Perforation of right IJV due to temporary pacing lead in a patient with stenosis of right subclavian and brachiocephalic vein after permanent pacing

Pericardial effusion was seen on echocardiography in 21 (1.92%) patients; most of the time it was mild (10 mm) and only 2 patients had moderate effusion (10–20 mm). It could not be ascertained whether this effusion was because of the procedure or any other cause. However, AK Pradhan et al. found that incidence of pericardial effusion in patients after temporary pacing was 10.0%, but in the majority, 4.2% of cases, pericardial effusion was detected after lead removal, and duration of > 7 days was the only significant predictor of pericardial effusion after temporary pacemaker implantation [12]. No mortality attributable to the procedure happened.

Conclusions

Even though it is very well known that performing image-guided procedures leads to more successful results and fewer complications, unguided temporary pacing in an emergency setting is possible with high success and a low complication rate.

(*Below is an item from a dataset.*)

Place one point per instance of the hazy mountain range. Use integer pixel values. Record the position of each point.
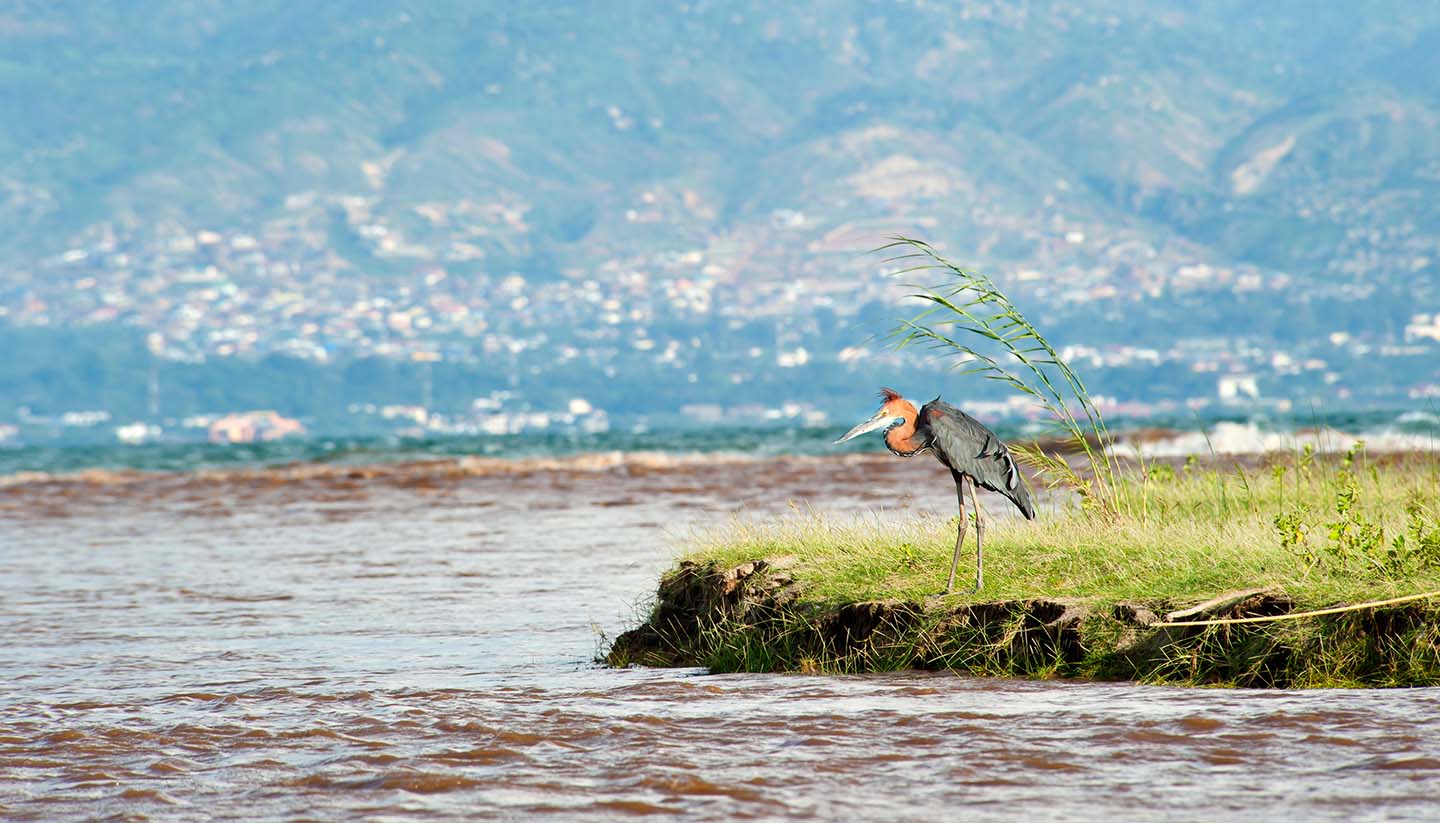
(1289, 138)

So clinicians working in primary or secondary healthcare facilities and residents should be trained to perform this life-saving procedure at healthcare facilities where image guidance is not available.

However, one needs to be cautious in patients who have underlying pacing leads in place or are known to have congenital abnormalities. In those scenarios, it is preferable to use imaging to prevent any serious complication.